Wednesday, October 2, 2019
Computer Science :: Graduate Admissions Essays
Computer Science I remember the day as if it were yesterday. During my second year in college, I was attempting to transmit a group of characters comprising my name from one computer to another. I connected the computers using RS-232 cable, wrote the necessary programs and executed them. I typed my name on one terminal and rushed to the other to see the results. "Wow, this is magic!" I exclaimed as I read 'Tom' on the screen. While I realized intuitively that a complex version of this elementary network could achieve much, at the time I had no real idea what. Now, four years later, I know that Networking makes possible a plethora of applications, from video-conferencing over the Internet to linking banks through private networks.
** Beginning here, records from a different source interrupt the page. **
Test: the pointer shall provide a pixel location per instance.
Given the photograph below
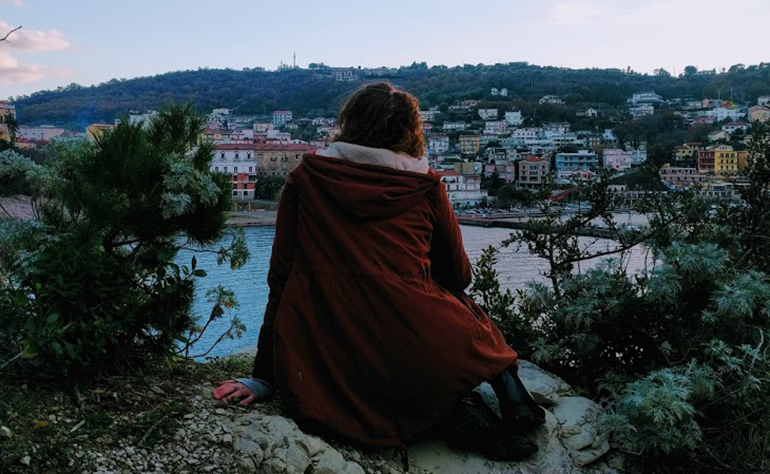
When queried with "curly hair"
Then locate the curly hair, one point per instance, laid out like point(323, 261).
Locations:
point(380, 116)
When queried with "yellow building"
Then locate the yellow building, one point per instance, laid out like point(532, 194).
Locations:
point(470, 144)
point(727, 162)
point(96, 130)
point(759, 114)
point(687, 151)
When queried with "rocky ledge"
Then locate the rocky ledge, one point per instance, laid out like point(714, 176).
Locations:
point(261, 439)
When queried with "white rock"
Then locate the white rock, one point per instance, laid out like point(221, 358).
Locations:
point(312, 445)
point(582, 433)
point(330, 462)
point(297, 458)
point(545, 388)
point(353, 468)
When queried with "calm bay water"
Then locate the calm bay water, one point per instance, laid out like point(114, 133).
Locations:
point(516, 268)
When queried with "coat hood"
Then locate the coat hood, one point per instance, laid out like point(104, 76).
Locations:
point(367, 190)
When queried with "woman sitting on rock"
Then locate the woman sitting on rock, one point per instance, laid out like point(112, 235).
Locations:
point(367, 332)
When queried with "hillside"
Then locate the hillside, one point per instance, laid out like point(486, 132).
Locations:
point(253, 91)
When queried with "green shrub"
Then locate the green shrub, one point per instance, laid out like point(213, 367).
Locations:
point(92, 285)
point(679, 352)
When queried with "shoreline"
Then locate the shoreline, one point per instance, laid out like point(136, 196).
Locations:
point(244, 219)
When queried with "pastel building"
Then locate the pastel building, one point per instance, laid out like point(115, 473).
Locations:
point(583, 160)
point(282, 117)
point(469, 144)
point(514, 118)
point(463, 190)
point(438, 144)
point(617, 159)
point(533, 172)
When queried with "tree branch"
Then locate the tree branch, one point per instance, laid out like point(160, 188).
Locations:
point(5, 38)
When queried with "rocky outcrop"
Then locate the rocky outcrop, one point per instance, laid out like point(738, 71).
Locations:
point(261, 439)
point(572, 441)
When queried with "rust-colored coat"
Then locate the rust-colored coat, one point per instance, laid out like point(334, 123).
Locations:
point(367, 331)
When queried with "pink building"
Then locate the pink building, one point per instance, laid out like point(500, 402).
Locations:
point(616, 159)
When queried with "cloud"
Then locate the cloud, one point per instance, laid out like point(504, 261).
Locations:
point(13, 71)
point(18, 3)
point(34, 40)
point(574, 13)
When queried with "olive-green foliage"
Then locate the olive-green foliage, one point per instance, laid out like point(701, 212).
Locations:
point(680, 353)
point(92, 285)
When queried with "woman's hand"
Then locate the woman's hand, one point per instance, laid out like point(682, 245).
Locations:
point(235, 390)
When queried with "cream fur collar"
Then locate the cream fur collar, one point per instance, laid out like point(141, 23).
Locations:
point(375, 156)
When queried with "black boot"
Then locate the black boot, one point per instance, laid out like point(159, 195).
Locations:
point(521, 413)
point(474, 427)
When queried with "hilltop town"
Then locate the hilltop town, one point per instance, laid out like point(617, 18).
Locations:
point(480, 146)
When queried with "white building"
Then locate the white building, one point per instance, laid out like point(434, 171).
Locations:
point(427, 116)
point(551, 99)
point(438, 144)
point(324, 122)
point(638, 156)
point(591, 113)
point(616, 159)
point(495, 127)
point(454, 126)
point(240, 162)
point(527, 133)
point(282, 117)
point(733, 127)
point(463, 190)
point(641, 110)
point(145, 118)
point(551, 128)
point(488, 114)
point(723, 113)
point(42, 133)
point(609, 136)
point(514, 118)
point(344, 74)
point(583, 160)
point(645, 98)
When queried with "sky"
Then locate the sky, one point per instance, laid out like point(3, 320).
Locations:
point(93, 41)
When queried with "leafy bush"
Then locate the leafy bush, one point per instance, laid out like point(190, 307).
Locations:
point(678, 352)
point(92, 285)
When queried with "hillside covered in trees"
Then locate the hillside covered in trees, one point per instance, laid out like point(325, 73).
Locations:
point(315, 92)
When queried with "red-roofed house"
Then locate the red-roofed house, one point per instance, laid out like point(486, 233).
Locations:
point(463, 190)
point(732, 127)
point(533, 172)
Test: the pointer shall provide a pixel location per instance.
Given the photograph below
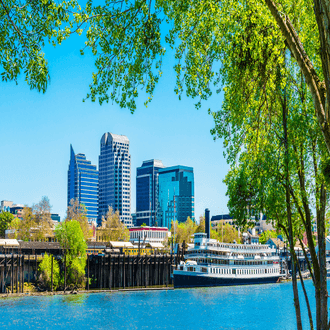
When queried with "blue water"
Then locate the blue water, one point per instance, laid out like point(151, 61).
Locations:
point(241, 307)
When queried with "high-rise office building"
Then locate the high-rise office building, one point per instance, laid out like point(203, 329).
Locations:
point(147, 192)
point(83, 183)
point(115, 177)
point(176, 195)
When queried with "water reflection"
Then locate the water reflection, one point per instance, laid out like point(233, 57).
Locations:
point(74, 299)
point(245, 307)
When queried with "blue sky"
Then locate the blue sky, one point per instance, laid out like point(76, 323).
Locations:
point(37, 130)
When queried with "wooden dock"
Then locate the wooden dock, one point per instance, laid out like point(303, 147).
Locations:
point(109, 272)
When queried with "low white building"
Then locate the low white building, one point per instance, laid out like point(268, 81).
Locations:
point(148, 235)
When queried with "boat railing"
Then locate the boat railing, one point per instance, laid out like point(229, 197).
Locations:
point(216, 256)
point(233, 250)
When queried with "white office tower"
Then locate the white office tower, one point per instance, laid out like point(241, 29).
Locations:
point(115, 177)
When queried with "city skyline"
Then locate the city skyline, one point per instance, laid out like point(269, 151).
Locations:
point(83, 183)
point(39, 128)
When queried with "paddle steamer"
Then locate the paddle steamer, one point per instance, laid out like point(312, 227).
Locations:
point(212, 263)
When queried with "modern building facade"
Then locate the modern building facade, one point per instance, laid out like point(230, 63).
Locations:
point(147, 192)
point(176, 195)
point(115, 177)
point(83, 183)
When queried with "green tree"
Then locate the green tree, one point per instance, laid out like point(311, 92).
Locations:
point(78, 212)
point(45, 271)
point(276, 165)
point(113, 229)
point(71, 239)
point(26, 26)
point(5, 220)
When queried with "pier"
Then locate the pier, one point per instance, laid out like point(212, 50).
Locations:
point(103, 272)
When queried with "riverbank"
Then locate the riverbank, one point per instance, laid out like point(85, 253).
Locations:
point(67, 293)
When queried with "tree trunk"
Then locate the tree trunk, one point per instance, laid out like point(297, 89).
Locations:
point(318, 89)
point(289, 215)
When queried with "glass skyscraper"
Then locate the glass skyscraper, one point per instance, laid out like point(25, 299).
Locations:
point(83, 183)
point(115, 177)
point(176, 195)
point(147, 192)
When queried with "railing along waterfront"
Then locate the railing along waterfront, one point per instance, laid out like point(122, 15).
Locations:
point(102, 271)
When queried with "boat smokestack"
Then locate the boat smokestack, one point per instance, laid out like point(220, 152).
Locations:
point(207, 223)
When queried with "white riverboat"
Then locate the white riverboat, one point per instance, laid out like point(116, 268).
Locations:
point(212, 263)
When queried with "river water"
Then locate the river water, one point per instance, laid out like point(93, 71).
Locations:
point(240, 307)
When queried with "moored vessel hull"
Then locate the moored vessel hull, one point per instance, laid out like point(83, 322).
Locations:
point(191, 281)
It still seems like magic. Or rather, a grand adventure - one that I most certainly want to be part of. My interest in applied science dates back to my school days. During high school, I was fascinated with electronic gadgets. Soon thereafter, designing and building basic circuits started as a hobby. Along the way, however, I realized that the problem-solving aspect of making electronic gadgets was what I enjoyed the most. Engineering was a natural career choice after this. During my undergraduate studies at the Electronics & Communication department of M.K. College of Engineering, subjects like Microprocessors, C-Programming, Computer Networks interested me the most. I was awestruck by the potential of Intel 8086 microprocessor, more so by the manner in which its faster and more powerful cousins revolutionized the working of computers in a decade. I was now determined to focus on microprocessors during my Final Year project. I elected to do the project at National Space Research Organization (NSRO) as it has an outstanding infrastructure setup and a stimulating, world-class research environment. This enabled me to work with some of the best minds dedicated to engineering research in my country. I gained a lot from this association - in particular, an idea of how rewarding and meaningful a career in research could be. The more tangible benefits have been a deeper insight into architecture and working of microprocessors and thorough C-programming skills. Sometimes I spent more than ten hours a day at NSRO, reading manuals and troubleshooting circuits and debugging code. I am glad to say the effort paid off in the end.